When we chatted about Visual Studio architecture tooling in Ranger chalk talk sessions today and especially when I was watching Suhail demonstrate the use of the architecture tooling, I started think about what circular references really mean. Looking at the enormous diagrams generated when analyzing the PetShop or Tailspin sample applications the actual code and the analysis results seem to get lost in all the noise.
I decided to write some simple code, defining classes in four namespaces and creating instances where a class method calls another class method, which in turn calls the original class method. Take note of ClassA2.Test() and ClassB3.Test() …

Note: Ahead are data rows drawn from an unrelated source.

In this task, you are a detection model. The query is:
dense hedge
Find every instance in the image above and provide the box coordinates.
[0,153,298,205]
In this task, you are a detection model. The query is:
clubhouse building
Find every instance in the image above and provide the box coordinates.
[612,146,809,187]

We then generate a Dependency Graph by Namespace, enabling all three currently available analyzers as shown below.
So what happens?
- Namespaces and associated classes that are acting as a hub … get called and call … are shown in blue.
- Namespaces and associated classes that not called by anyone … are unreferenced … are shown in violet.

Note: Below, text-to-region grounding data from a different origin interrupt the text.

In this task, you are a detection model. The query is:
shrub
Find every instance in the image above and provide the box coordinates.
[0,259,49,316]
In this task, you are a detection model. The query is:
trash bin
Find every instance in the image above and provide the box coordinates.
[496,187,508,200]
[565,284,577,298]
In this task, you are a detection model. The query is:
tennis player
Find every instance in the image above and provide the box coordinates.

- Namespaces and associated classes that calls others, which in turn call the classes again and thereby creating a circular reference, are highlighed in red.

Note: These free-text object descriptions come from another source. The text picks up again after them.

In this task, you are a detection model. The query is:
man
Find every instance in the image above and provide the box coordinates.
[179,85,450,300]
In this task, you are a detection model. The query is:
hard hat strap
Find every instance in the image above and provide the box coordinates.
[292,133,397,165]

When we create a sequence diagram off the ClassA2.Test() method, to get a clearer view, we suddenly realize that the circular reference is a bad one, which will result in the system eating itself up … like a recursive call that recursively calls itself. At some point the system will throw a no memory exception and implode.
Changing the code as follows, maintains a circular reference between classes, nut not a recursive call that would sooner than later result in a system blow-up. … still showing a circular reference, but not one that will implode ourselves.